Clampitt gets a bit jangly after too long but I do like her; the difference between the excess of her language and that of e.g., Walcott is instructive I think.

Sarang said...

With Clampitt one often gets the feeling that the complexity of language isn't backed up by a complexity of thought or feeling. I am an enormous fan of her verse _technique_ -- the handling of linebreaks in the second quoted bit is, I think, "magisterial" -- but most of her poems are written in what feels like the essayistic tradition of Marianne Moore and the tiredness of the "message" lets the air out of her longer poems before they've ended. (It is telling that her repetitions, like "friable" here or "snell" in the hermit thrush poem, are usually ineffective, the words don't _go_ anywhere.) I know this line of attack isn't new, Daniel Hall once sent me a paper he'd written countering it, but I've forgotten what his point was. Anyway I'm fond of Clampitt because I quite explicitly overrate bad poems with good passages.
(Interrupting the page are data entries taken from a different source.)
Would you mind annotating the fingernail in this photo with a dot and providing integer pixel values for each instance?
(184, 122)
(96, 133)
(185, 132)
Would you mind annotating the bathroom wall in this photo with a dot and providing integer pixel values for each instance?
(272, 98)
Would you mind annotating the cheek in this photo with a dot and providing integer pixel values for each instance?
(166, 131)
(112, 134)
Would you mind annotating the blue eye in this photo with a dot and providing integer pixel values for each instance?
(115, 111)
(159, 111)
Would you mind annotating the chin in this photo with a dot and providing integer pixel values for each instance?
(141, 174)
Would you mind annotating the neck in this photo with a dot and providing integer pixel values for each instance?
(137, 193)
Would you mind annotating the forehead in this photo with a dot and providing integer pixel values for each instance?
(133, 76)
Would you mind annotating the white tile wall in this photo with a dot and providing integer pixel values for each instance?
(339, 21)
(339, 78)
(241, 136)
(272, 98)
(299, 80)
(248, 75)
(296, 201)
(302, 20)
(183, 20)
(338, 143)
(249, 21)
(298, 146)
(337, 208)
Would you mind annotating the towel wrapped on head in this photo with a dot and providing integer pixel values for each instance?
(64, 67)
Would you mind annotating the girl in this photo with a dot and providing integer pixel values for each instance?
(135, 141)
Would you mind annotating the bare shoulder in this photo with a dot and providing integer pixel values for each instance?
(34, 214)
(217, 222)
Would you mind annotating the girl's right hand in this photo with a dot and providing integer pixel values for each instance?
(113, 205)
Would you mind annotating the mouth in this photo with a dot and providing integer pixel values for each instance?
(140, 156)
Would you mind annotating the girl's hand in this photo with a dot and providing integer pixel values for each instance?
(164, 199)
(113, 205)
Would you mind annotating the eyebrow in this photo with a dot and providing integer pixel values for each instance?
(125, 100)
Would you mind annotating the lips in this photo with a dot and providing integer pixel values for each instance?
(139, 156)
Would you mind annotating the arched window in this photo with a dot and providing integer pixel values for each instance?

As for Walcott, I think all his good early work has heavy elements of dialect in it; his "standard English" poems have the same problems as e.g. Burns's or McDiarmid's; the entire issue of compression in dialect poetry is a difficult one -- dialect writing places itself in a different relation to folk tradition from regular writing -- but in any case this issue besets dialect poets' poems in standard English.